Death Cab For Cutie - The Photo Album (Cover Artwork)

Death Cab For Cutie

Death Cab For Cutie: The Photo Album

The Photo Album (2001)

Barsuk


4.5
My friend Steve always tells me about new bands for me to check out. He told me about the Dismemberment Plan and Wilco and a lot more of my now-favorite bands. One day he told me about Death Cab For Cutie, so i downloaded a few of their songs. I HATED them. Having heard a few mp3s and obtaining ...

My friend Steve always tells me about new bands for me to check out. He told me about the Dismemberment Plan and Wilco and a lot more of my now-favorite bands. One day he told me about Death Cab For Cutie, so i downloaded a few of their songs. I HATED them. Having heard a few mp3s and obtaining a burned copy of "we have the facts and we're voting yes," i had attained enough information to decided that i really hated this band.

But then "The Photo Album" was released, and something drew me towards it. I had heard one song from it and noticed that they had changed their sound a bit. Based on that, i purchased the CD. From the first note of "Steadier Footing" i knew that i was in love. The minute-and-a-half song deals with love and hopelessness, one of the most generic song topics in underground music these days. However, Death Cab has this amazing ability to take a fresh approach to these overdone "emo" themes, which makes them so interesting to listen to. You hang on to EVERY word that vocalist Ben Gibbard sings, and the sheer honesty in his voice makes every word important.
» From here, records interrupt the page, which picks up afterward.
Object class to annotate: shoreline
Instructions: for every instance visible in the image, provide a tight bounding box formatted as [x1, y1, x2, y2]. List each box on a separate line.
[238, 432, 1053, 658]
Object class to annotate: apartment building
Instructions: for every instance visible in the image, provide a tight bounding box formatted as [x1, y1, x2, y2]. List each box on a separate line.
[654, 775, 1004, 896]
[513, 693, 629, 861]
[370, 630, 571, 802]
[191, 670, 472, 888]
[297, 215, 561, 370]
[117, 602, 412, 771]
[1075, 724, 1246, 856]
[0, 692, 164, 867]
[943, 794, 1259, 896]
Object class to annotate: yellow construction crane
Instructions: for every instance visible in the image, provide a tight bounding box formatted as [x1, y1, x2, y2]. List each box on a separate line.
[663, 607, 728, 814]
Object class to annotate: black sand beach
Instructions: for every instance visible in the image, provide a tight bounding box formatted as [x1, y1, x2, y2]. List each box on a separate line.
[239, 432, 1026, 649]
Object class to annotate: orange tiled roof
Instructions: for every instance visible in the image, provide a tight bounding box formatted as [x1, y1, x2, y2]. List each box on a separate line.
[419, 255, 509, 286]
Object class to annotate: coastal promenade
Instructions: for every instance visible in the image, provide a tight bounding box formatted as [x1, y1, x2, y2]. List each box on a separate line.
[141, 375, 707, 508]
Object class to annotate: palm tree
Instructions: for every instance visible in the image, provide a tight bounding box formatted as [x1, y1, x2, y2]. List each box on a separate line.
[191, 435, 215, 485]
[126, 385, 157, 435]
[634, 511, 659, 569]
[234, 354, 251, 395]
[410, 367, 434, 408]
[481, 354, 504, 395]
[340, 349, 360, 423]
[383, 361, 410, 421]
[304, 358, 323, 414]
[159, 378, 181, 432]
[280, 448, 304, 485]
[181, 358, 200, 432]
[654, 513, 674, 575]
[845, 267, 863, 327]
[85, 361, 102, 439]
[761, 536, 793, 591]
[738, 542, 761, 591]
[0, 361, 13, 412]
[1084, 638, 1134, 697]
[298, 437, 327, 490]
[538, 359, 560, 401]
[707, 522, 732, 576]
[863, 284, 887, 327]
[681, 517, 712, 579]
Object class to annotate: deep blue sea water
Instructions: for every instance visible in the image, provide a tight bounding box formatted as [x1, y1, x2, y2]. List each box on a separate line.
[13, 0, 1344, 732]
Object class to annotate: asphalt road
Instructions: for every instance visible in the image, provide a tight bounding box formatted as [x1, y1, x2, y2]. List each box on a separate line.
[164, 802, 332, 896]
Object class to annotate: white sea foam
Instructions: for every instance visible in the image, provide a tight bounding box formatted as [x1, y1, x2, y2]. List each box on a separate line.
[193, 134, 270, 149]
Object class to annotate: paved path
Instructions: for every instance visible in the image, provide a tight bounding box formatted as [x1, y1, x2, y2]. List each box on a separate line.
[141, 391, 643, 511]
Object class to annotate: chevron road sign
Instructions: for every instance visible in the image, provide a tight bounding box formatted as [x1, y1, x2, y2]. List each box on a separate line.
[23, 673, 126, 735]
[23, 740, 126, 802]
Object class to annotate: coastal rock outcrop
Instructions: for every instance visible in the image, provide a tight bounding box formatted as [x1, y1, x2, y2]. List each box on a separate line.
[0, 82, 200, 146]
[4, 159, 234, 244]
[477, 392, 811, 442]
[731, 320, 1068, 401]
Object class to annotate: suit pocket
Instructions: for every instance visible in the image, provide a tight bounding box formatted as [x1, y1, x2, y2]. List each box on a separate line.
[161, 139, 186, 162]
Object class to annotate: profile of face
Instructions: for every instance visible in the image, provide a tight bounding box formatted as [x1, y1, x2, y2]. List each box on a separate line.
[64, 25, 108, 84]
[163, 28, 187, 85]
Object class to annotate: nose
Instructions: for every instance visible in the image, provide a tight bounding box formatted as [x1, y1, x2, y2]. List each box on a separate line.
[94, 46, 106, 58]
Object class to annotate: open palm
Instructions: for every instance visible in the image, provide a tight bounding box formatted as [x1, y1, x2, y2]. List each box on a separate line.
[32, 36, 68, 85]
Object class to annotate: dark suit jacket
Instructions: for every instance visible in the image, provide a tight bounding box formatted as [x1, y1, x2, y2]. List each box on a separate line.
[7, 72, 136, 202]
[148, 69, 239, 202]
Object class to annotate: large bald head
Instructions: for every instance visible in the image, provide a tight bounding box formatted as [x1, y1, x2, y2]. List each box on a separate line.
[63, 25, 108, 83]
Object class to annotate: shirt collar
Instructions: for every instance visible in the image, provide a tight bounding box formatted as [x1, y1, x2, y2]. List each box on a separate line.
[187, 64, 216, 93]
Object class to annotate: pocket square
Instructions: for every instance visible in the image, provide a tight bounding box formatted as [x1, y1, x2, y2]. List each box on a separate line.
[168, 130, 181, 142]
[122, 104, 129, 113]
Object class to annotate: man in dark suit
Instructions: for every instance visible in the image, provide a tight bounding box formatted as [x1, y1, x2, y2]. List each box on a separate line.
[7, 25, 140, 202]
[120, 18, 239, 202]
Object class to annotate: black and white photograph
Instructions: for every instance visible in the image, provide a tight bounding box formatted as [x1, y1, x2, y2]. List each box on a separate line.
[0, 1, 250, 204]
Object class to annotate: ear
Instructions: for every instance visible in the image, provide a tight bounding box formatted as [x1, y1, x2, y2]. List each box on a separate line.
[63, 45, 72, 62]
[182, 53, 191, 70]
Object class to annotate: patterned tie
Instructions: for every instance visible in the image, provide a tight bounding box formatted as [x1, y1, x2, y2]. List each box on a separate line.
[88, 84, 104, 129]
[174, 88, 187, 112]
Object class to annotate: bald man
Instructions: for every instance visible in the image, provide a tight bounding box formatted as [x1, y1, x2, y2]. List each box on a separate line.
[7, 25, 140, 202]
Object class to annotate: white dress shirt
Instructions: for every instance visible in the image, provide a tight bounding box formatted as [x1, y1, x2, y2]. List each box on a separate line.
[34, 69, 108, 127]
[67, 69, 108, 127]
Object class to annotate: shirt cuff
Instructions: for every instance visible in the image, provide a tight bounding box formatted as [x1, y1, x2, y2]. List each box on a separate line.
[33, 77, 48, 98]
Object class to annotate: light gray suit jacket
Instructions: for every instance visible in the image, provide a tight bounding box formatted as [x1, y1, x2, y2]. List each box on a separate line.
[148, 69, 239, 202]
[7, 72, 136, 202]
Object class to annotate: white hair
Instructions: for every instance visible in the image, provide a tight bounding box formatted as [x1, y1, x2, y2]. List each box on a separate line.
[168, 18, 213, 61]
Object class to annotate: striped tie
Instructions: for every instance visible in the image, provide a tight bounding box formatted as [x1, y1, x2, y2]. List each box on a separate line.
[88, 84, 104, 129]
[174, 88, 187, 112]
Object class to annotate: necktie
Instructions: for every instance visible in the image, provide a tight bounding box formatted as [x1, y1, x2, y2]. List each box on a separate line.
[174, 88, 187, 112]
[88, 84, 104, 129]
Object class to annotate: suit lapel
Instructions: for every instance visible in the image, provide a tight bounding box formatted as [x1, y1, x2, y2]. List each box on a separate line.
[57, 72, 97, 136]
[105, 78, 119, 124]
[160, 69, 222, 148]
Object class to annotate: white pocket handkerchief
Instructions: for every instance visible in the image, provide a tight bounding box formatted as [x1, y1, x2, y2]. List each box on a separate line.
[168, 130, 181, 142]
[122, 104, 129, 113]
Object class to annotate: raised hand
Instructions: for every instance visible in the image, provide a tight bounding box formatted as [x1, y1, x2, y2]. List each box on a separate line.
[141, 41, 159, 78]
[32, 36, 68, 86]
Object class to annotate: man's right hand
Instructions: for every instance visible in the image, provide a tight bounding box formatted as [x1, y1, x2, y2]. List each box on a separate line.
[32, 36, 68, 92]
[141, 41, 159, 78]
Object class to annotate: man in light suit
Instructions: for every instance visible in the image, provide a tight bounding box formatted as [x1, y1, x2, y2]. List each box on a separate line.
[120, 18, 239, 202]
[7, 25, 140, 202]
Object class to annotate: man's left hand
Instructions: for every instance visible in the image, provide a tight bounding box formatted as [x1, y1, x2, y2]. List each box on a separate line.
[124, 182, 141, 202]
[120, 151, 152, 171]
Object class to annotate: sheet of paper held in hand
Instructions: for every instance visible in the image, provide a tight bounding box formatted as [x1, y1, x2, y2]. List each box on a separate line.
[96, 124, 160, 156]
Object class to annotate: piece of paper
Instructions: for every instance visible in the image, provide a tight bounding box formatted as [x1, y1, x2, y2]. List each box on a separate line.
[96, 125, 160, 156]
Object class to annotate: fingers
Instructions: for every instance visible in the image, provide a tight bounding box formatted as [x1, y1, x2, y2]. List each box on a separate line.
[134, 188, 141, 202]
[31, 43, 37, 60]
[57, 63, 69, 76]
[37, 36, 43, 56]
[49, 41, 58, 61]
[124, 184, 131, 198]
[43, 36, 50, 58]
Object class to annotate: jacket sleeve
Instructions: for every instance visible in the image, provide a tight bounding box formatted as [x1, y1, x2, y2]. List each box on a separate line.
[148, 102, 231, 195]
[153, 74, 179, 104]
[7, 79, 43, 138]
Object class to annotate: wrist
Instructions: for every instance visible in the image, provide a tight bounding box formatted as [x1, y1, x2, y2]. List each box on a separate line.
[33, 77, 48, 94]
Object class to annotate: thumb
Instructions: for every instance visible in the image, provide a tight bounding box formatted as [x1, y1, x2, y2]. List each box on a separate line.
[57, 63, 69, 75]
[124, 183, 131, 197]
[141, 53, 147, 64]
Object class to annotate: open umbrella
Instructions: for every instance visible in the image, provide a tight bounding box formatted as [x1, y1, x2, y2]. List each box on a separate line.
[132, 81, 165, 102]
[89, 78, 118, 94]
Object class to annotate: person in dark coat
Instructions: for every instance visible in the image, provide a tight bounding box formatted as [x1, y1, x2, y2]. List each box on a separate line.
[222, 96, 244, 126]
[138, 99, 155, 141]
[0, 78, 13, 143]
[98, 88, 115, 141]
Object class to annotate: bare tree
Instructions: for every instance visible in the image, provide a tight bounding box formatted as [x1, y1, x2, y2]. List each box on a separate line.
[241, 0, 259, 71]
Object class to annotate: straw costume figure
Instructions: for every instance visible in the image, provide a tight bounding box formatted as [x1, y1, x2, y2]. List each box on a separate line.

Highlights of the cd includes the mellow "Movie Script Ending," the balls-out rocker "Why You'd Want To Live Here", an ode to Los Angeles (i bet you don't think "balls-out rocker" when you think of death cab, do you?), and 2 lyrically perfect songs "I was a Kaleidoscope" and "Styrofoam Plates", which deals with Gibbard's "bastard" father.

But the true gem of this album is track 3, "We Laugh Indoors." In this song, the beautiful melody floats over the sonic landscape of guitar work by Gibbard and Chris Walla. The song builds through the verses and bridge into one of the most intense "rock out" sections ever recorded in a song. To see this song performed live is truly an experience.

In every aspect, this cd is amazing. From Ben Gibbard's lyrics and singing to Michael Shorr's tasteful drum work, this is a superb recording that no "indie rock" collection should be without.

"I was a kaleidoscope: the snow on my lenses distorting the image of what was only one of you, and i didn't know which one to address as all your lips moved."